At 9:46 I'm pretty sure that the duration was actually 75.4 seconds as can be seen at the top, or 76.18 seconds (aka 1 minute 16.18 seconds) as measured by time command. The 0.47s user means that only half a second was spent in userland or something like that. And we can see that it takes 266 MB in size. And at 11:20 we can see that the one-layer build took 71.8 seconds as measured by docker or 72.38 seconds as measured by time. So 3-4 seconds faster, which is not much, but it's still a gain. The multi-layer docker build also didn't had THAT many instructions to begin with. If you have a 30 instruction builds (I've seen them) I think it should help more. The size of the single-layer build can also be seen that is at 262 MB, which is only 4 MB lower than the multi-layer one. To be frank, I kind of don't understand why multiple layers would need more space (except some minimal space needed for the layers and its metadata, which should be negligible). However, if I'm not mistaken, having less / fewer layers has other benefits, like faster i/o in general for the docker build, since something like a find command run inside the container should not check multiple layers, aka multiple file systems. So while the build time and space might not be much better from the single-layer build, it should run faster/better, and should be enough of a reason to do it. The scratch idea is pretty neat, totally didn't thought about that one. Good mention that you don't have bash and probably not even things like cd, ls and so on. For something like php which is the main thing I use, I'm not sure how easy to do would be and especially how useful. I also I'm not so sure what is the difference between simply running that executable directly on the host. Also, it might've been nice to show the contents of the images in the different scenarios. But it's a very nice video, decently detailed and very on point. Keep it up!
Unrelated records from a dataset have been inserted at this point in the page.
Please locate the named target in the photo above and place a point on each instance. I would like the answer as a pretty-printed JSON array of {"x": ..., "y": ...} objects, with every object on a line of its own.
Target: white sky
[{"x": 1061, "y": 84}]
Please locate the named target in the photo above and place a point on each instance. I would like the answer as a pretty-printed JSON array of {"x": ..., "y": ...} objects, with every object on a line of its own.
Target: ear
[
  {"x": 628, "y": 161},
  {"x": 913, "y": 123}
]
Thanks for such a detailed feedback! - My bad, I read the time information incorrectly. Should've paid more attention to that, thanks for pointing it out! - Agree, layers don't make that big of a difference. I only recommend them because they are a low hanging fruit. If they were even slightly hard to implement, they would not be worth the effort. - Scratch & Multilayer gets more challenging with interpreted languages like PhP and then we need to explore converting our scripts into executables (eg- Py2exe for python) - It is still beneficial to run your app inside a scratch container rather than on host. Because the container still provides all the benefits of process isolation (no other processes on system can interfere with your app, user doesn't have to bother about downloading the right executable like intel or amd, win/mac, etc)
Nice video, i have followed the same steps a year ago while building a container image for deploying it in AWS lambda. But scratch is a new thing i learned today. And storing an already built tools in an external storage like s3 is a great way to improve the build time of the docker image, i have uploaded static binary of ffmpeg and dynamically linked binaries of poppler-utils package for improving build times.
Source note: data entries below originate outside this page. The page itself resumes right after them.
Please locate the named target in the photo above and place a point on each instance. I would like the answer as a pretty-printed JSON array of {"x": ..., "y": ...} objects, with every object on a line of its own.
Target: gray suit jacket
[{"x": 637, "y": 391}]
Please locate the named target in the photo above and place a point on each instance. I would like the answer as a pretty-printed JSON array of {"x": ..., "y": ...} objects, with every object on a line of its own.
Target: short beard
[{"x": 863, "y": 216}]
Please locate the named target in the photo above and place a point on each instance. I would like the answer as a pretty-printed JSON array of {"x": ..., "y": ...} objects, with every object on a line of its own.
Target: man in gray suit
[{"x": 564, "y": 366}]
apt-get is the legacy way. Just using apt update and upgrade will fetch latest repo metadata and upgrades. You can use docker init to create multistage and multilayer builds with caching. Another alternative is to use distroless images from Google container or passenger if you want very minimal Ubuntu base image of 8MB.
It's work well for compile languages like go lang, java, but what about nodejs ? Alpine also having its own limitations for http protocol which is dependent upon c++ package less performance
Exactly my thoughts - I'm working with python, but it's the same (interpreted language - you need all that code and the complete python environment including dependencies)
You're right, size becomes a much bigger challenge in case of interpreted languages. Then we need to explore other techniques such as compression or, if possible, compile the application into an executable (eg- py2exe does this for python programs). I'm actually trying to research more ways to reduce the size for interpeted languages.
most likely you're missing some OS-level dependencies which are not present in alpine. check the dependencies of pytest itself, and then you can install it yourself on top of alpine
Hope you guys learnt something interesting from this video 🙂 Creating good quality content while also having a Day Job is hard - I mostly spend nights and weekends doing this stuff. So I'm also looking for another person who could take out some time and help me with the content (obviously, this comes with perks 😉) If you'd be interested, do reach out to me - sre101collabs@gmail.com
I think we can call all the stages (except for the last one) as pre-processed, yes. The last stage, however, is the final image so I wouldn't call it pre-processed.
Thank you Alex! If you're looking to deploy docker containers on servers using Kubernetes, I have a video for that -> ua-cam.com/video/euqlrMXDKDY/v-deo.html But if you're looking for something else, feel free to share more details with me and I'll look into it
If your runtime dependency is a binary file (eg- DLLs in windows), you can simply include that in the image as well. If you're talking about interpreted languages, then sadly we do need to include their dependencies in the image, which bloats the size.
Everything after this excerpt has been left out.